Living Down Under: what a fantastic story. And what a clever mom you had. We just read a bit about Abu Dhabi, inspired by your comment, and Esther wants to know if you were ever in a sandstorm.

Emma said...

Wow, Esther, that was a great poem! You must feel so proud of yourself, well done.

Living Down Under said...

Abu Dhabi in the 70s was no where near as developed as it is now... Though it's metamorphosis from a desert village to a city had begun (oil was discovered there sometime in the 60s). I lived there for most of my childhood - as an expatriate (talk about identity crisis! ;) ). Yes we did experience sand storms (tell Esther the word for them is Shamal), though being in the city we would have been somewhat sheltered from them. I'd bet my mum would remember more than i would. We did go sliding down sand dunes on occasion (lots of fun!)

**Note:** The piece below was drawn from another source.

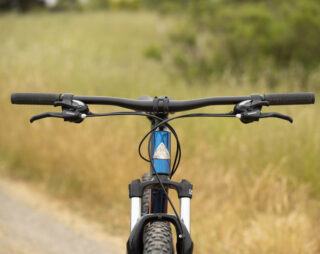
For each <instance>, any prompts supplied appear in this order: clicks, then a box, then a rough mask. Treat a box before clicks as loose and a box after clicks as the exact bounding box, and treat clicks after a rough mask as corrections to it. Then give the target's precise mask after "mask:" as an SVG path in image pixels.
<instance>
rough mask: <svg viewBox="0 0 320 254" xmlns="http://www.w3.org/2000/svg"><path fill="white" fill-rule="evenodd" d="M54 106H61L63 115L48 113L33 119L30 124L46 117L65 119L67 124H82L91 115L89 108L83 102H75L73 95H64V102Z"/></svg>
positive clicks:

Funnily enough, a sandstorm I do remember was one that happened in September 2009, here in Australia. We woke up one morning to find the sky red. The winds had blown through the Australian desert carrying with it the red sand out to Sydney and most of the east coast, over the ocean and into New Zealand! You should look it up, some of the images were awesome. :)

Emma said...

Yes, LivingDownUnder, that was freaky, wasn't it? Very eerie to wake up to.